Each micro-play will respond to key areas of newspaper’s coverage. Royal Court theatre-makers have drawn upon the specialist expertise of the Guardian’s feature writers, columnists and editors for the plays.
The first film – on the subject of food – has just been released.
Britain Isn’t Eating explores food banks and our obsession with cookery shows.
The play stars Katherine Parkinson (The IT Crowd, The Honourable Woman) and Evening Standard Award-winner Kyle Soller (who is soon to star in the BBC’s Poldark).
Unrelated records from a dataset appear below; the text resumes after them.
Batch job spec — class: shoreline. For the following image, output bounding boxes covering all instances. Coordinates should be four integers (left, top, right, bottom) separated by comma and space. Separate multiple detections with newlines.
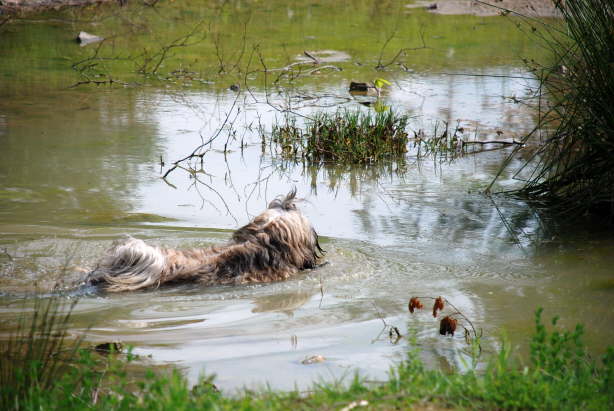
0, 0, 115, 16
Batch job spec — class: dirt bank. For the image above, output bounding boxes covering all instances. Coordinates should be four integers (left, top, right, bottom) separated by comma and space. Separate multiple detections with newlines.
0, 0, 115, 16
407, 0, 561, 18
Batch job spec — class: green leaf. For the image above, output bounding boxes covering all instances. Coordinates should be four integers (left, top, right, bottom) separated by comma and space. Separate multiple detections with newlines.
374, 78, 392, 89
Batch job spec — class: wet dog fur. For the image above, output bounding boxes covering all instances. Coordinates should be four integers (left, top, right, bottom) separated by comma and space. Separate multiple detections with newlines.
86, 190, 323, 292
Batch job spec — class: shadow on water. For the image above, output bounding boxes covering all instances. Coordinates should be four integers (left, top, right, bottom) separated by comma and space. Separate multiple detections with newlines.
1, 0, 613, 392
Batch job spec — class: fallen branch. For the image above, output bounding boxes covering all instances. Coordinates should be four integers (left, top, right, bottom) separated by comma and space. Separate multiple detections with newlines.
303, 50, 320, 64
162, 91, 241, 179
462, 140, 524, 146
375, 25, 428, 70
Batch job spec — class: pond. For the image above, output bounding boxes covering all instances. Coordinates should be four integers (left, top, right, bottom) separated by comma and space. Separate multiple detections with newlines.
1, 0, 613, 392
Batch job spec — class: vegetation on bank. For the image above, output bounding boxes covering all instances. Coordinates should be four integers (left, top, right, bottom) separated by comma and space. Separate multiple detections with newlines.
2, 296, 613, 410
490, 0, 614, 220
268, 110, 409, 164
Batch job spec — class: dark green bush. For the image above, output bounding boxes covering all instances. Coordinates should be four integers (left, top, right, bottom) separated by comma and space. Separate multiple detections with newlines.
491, 0, 614, 220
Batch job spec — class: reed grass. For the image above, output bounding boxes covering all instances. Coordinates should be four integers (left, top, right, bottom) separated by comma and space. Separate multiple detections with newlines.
269, 110, 409, 164
490, 0, 614, 220
412, 121, 465, 159
0, 296, 80, 410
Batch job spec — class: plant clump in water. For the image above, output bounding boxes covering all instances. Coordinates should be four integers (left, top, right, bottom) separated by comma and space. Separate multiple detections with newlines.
490, 0, 614, 220
269, 110, 409, 164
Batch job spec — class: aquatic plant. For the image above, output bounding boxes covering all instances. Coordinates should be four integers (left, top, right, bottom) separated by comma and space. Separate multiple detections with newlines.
269, 109, 410, 164
408, 295, 482, 349
489, 0, 614, 220
412, 121, 523, 160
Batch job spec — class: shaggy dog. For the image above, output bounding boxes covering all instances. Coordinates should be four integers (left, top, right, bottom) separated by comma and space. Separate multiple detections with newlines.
86, 190, 323, 292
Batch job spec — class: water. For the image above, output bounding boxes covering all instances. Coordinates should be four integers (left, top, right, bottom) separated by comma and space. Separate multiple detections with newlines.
1, 0, 613, 392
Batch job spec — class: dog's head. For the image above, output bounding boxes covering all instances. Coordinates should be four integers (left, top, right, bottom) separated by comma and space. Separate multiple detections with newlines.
232, 190, 324, 267
267, 188, 298, 211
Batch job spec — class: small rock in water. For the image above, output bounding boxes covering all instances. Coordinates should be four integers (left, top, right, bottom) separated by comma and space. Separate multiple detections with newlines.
301, 354, 326, 365
349, 81, 378, 97
76, 31, 104, 47
94, 342, 123, 354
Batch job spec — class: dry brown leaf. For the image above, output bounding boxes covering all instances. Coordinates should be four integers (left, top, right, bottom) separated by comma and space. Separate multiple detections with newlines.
439, 316, 457, 336
408, 297, 424, 313
432, 296, 445, 317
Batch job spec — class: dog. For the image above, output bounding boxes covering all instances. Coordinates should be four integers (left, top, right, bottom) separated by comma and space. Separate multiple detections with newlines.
86, 190, 323, 292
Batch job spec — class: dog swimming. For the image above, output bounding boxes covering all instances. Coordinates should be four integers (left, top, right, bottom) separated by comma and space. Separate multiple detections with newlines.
85, 190, 323, 292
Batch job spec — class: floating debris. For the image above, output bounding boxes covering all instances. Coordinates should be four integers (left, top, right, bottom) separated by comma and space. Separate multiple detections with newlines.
439, 316, 457, 336
301, 354, 326, 365
341, 400, 369, 411
76, 31, 104, 47
94, 342, 123, 354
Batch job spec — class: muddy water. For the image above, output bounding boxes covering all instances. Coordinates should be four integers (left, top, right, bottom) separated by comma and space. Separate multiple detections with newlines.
1, 0, 613, 392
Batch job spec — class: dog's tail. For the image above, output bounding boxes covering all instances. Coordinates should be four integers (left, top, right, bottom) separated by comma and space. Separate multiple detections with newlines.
86, 237, 167, 292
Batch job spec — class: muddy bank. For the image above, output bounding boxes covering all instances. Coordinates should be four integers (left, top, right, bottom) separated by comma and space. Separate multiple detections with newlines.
408, 0, 561, 18
0, 0, 114, 15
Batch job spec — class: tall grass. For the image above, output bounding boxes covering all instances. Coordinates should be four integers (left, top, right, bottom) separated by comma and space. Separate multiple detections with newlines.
0, 296, 81, 410
0, 294, 144, 410
269, 110, 409, 164
490, 0, 614, 220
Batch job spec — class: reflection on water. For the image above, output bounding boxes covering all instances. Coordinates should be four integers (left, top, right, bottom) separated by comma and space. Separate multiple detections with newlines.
1, 0, 613, 393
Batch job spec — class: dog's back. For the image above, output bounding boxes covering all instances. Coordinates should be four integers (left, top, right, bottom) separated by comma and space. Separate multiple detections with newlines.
87, 191, 323, 292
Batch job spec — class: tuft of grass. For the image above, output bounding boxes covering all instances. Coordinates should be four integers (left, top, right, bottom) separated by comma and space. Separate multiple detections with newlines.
0, 296, 80, 410
412, 121, 465, 159
269, 110, 410, 164
0, 294, 141, 410
490, 0, 614, 220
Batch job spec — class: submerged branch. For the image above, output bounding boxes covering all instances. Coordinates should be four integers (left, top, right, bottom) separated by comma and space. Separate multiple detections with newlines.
162, 92, 241, 179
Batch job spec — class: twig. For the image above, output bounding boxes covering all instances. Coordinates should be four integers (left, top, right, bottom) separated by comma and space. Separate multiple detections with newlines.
462, 140, 524, 146
138, 19, 206, 74
1, 16, 12, 28
68, 77, 130, 89
318, 272, 324, 308
376, 25, 428, 70
303, 50, 320, 64
303, 65, 342, 75
436, 72, 536, 80
162, 91, 241, 179
371, 302, 403, 344
1, 247, 13, 262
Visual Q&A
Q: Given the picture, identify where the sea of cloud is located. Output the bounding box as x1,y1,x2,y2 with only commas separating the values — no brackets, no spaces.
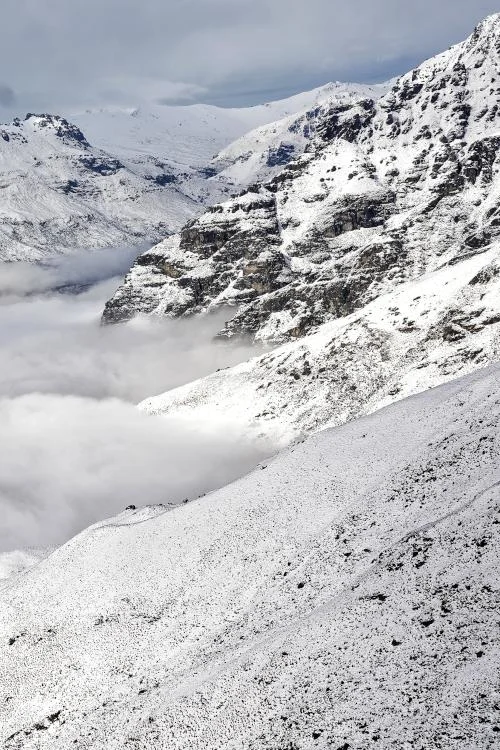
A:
0,248,275,566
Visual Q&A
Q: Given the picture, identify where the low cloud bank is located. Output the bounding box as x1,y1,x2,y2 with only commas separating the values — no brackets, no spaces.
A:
0,276,261,402
0,394,272,551
0,248,274,553
0,245,142,298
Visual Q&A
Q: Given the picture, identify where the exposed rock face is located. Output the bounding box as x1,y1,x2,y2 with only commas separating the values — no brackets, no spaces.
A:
141,241,500,441
104,15,500,343
102,192,283,323
24,113,90,146
3,86,369,261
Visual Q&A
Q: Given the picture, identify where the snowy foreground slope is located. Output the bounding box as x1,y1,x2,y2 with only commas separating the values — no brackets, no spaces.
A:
104,14,500,345
1,365,499,749
0,85,372,261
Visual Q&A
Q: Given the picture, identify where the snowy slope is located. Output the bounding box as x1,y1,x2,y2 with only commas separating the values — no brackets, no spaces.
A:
141,239,500,440
1,364,499,748
70,85,368,172
208,82,389,189
0,548,51,583
104,14,500,347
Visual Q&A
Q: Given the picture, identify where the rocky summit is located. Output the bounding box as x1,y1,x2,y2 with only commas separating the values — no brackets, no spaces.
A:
0,113,203,260
103,14,500,348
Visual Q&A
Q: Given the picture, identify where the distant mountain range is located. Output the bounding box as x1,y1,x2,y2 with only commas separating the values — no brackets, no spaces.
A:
0,84,383,260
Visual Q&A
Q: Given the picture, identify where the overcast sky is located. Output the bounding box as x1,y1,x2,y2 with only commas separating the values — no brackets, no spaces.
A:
1,0,499,114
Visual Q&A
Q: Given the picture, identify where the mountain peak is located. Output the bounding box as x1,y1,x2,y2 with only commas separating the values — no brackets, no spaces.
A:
23,113,90,146
464,12,500,53
474,11,500,34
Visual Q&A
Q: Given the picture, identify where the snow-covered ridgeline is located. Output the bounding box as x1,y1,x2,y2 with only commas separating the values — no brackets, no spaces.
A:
0,113,200,260
207,82,389,189
0,83,375,261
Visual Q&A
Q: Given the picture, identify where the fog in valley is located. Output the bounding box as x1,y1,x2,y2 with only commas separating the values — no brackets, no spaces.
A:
0,247,275,564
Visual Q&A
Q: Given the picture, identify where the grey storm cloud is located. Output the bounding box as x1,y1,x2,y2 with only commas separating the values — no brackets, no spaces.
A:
1,1,499,109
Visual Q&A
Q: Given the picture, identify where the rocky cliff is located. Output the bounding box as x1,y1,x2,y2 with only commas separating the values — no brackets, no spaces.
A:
0,86,375,261
141,238,500,441
103,15,500,347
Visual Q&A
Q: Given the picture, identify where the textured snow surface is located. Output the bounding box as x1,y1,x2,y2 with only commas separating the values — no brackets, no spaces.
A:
208,82,388,189
0,548,50,584
1,365,499,748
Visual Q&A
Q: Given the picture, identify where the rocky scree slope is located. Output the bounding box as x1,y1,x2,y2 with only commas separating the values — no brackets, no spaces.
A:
103,14,500,346
141,238,500,441
1,364,499,749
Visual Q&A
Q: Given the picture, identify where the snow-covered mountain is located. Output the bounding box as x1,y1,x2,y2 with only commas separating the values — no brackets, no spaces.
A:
0,113,201,260
207,82,388,189
70,84,380,174
1,364,498,748
0,85,379,261
3,19,499,743
104,14,500,348
141,238,500,441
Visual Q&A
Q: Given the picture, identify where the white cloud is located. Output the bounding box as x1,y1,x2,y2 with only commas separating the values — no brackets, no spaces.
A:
0,393,272,551
101,76,209,105
0,251,260,401
0,249,275,552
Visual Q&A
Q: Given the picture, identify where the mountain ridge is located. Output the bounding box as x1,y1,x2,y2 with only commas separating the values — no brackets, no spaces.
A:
99,14,500,446
2,16,499,748
0,84,377,261
0,112,200,260
102,13,500,344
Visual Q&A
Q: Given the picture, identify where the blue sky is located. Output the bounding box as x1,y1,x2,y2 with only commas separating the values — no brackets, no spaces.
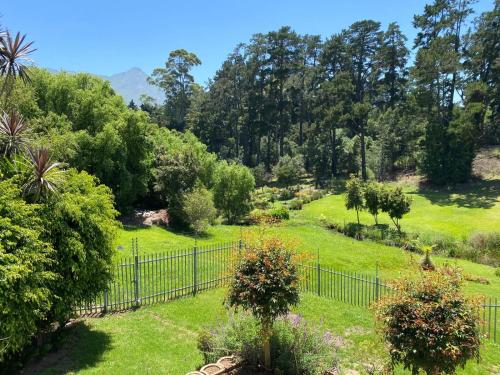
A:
1,0,494,85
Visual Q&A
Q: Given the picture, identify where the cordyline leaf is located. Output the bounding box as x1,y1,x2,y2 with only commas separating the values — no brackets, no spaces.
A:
21,147,66,201
0,110,30,156
0,31,36,87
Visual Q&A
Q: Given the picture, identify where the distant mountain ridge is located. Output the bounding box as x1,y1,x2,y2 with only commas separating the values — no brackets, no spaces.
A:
46,67,164,105
105,67,164,105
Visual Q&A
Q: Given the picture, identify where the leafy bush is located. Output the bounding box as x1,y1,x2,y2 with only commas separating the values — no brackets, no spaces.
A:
253,196,271,210
41,170,119,325
310,190,324,201
183,187,216,234
252,164,269,187
213,162,255,224
198,314,337,375
0,179,55,362
270,206,290,220
273,155,305,186
467,232,500,265
248,207,289,224
153,129,217,225
288,199,303,210
277,188,294,201
227,236,300,368
375,267,481,375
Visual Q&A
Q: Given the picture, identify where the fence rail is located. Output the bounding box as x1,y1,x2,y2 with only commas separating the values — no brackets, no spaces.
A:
77,241,498,342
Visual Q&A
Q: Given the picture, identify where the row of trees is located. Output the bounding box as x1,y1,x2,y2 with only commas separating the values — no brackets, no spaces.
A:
345,175,412,232
144,0,499,185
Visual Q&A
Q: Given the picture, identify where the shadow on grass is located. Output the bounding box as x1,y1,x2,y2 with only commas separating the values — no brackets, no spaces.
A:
20,321,111,375
122,223,216,240
416,179,499,209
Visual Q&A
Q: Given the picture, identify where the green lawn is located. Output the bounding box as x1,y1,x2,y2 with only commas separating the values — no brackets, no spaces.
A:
27,289,500,375
52,182,498,374
300,179,500,240
114,182,500,297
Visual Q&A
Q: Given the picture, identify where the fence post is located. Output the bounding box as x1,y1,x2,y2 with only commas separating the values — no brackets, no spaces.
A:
375,262,380,301
133,238,140,306
103,289,108,313
193,244,198,296
317,250,321,297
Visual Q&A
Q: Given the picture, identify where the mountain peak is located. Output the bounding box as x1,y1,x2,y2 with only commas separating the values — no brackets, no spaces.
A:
106,68,163,104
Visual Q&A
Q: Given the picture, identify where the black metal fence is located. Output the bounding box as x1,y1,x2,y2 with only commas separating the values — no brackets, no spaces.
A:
77,241,240,314
77,241,498,342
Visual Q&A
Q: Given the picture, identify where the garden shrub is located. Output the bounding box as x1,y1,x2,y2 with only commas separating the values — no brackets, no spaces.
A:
248,207,289,225
0,179,55,362
153,129,218,225
41,170,119,325
270,206,290,220
468,231,500,251
198,314,337,375
213,162,255,224
273,155,305,186
253,196,271,210
277,188,294,201
227,235,300,368
310,190,324,201
252,163,269,187
288,199,303,210
302,195,312,204
183,187,216,234
375,267,481,375
467,232,500,266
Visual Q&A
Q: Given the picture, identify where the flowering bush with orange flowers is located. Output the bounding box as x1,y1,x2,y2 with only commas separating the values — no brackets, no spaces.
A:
374,267,481,375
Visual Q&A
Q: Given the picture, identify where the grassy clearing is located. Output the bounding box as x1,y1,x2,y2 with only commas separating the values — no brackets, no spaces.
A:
300,180,499,240
28,289,500,375
117,206,500,297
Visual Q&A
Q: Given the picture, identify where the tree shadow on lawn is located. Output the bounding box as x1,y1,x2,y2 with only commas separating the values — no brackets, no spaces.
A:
20,321,111,375
416,178,499,209
122,224,216,240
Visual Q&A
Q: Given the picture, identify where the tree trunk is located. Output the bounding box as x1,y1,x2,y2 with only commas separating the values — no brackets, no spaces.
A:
360,125,367,181
262,320,271,369
331,127,337,177
299,118,303,146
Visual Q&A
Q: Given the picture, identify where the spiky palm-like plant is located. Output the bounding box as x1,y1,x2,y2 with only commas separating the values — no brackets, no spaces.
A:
0,31,35,96
0,110,29,157
22,148,65,201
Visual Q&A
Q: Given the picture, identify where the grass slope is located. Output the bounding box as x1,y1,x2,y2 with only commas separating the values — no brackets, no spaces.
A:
115,184,500,297
29,289,500,375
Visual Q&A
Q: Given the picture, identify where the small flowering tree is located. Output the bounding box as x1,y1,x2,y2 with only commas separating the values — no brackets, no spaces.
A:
374,267,481,375
227,236,300,369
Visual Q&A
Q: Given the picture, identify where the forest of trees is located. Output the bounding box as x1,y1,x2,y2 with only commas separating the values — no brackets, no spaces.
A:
143,0,499,185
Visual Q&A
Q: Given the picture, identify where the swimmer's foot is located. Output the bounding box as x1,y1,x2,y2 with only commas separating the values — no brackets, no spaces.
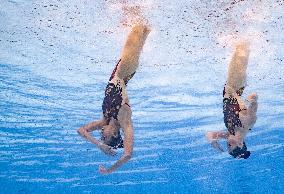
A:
236,40,250,57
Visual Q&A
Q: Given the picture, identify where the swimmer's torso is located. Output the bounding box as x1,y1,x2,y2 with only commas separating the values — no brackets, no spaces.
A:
223,85,251,136
102,59,136,122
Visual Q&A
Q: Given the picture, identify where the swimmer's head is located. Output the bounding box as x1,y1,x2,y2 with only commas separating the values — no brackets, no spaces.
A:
228,142,250,159
101,125,124,149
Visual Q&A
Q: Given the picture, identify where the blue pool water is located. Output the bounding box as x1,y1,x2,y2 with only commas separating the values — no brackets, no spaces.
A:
1,0,283,193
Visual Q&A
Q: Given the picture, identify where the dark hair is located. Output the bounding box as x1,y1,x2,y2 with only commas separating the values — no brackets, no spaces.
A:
229,142,251,159
101,130,124,149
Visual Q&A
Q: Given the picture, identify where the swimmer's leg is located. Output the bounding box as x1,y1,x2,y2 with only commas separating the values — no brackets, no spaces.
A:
226,41,250,93
247,93,258,115
117,24,150,79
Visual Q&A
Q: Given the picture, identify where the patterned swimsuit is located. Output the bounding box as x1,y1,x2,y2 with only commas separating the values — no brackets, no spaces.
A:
223,86,245,135
102,59,135,122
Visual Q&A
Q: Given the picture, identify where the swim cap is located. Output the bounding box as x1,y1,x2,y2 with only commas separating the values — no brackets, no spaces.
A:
229,142,251,159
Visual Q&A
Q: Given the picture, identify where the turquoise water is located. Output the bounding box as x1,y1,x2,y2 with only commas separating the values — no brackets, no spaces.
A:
1,0,284,193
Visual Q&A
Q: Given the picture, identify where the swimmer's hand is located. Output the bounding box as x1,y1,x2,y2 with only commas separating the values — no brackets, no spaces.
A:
206,131,226,152
99,165,110,175
210,141,225,152
98,143,116,156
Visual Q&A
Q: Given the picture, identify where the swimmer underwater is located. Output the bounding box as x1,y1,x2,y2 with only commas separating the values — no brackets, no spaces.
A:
206,41,258,159
77,24,150,174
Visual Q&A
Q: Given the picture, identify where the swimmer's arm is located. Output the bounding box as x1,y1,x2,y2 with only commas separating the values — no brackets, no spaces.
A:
99,106,133,174
99,122,133,174
77,119,106,145
206,131,228,152
77,119,116,155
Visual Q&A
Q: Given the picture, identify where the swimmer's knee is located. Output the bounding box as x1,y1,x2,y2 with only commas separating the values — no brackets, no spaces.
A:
247,93,258,102
77,127,85,136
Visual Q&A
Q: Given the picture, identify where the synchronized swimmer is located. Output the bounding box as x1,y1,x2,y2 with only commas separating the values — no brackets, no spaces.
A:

It is a collaboration between playwright Laura Wade (Posh), food blogger and regular Guardian contributor Jack Monroe, Guardian social affairs correspondent Amelia Gentleman and director Carrie Cracknell.
Subsequent micro-plays cover music, fashion, politics, sport and education.
The casts feature some of today’s most exciting actors including Rafe Spall, Tobias Menzies and Ruby Ashbourne Serkis.
Other creatives involved are playwrights Rachel De-lahay, Robin French, Chloe Moss, Tim Price and Roy Williams and directors Clint Dyer, Christopher Haydon, Gbolahan Obisesan, Hamish Pirie and Bijan Sheibani.
Chris Wiegand, Stage editor of Guardian News & Media, said: “Our project with the Royal Court allows us to interpret current affairs in a new, informed and really creative fashion.
“The micro-plays are a true extension of our journalism. We’ve brought together some fantastically talented people and set them quite a challenge – with the names involved, I know these six pieces will be witty, smart and hard-hitting.”
Vicky Featherstone, artistic director of the Royal Court, said: “This partnership feels truly ground-breaking and reflects the strengths and vision of each organisation.
“Playwrights and theatre-makers are continuously hungry for inspiration and challenge and that is frequently found in the pages of our great newspapers.
“The form of our micro-plays, where theatre meets film in an inescapably theatrical setting, feels like a new adventure”.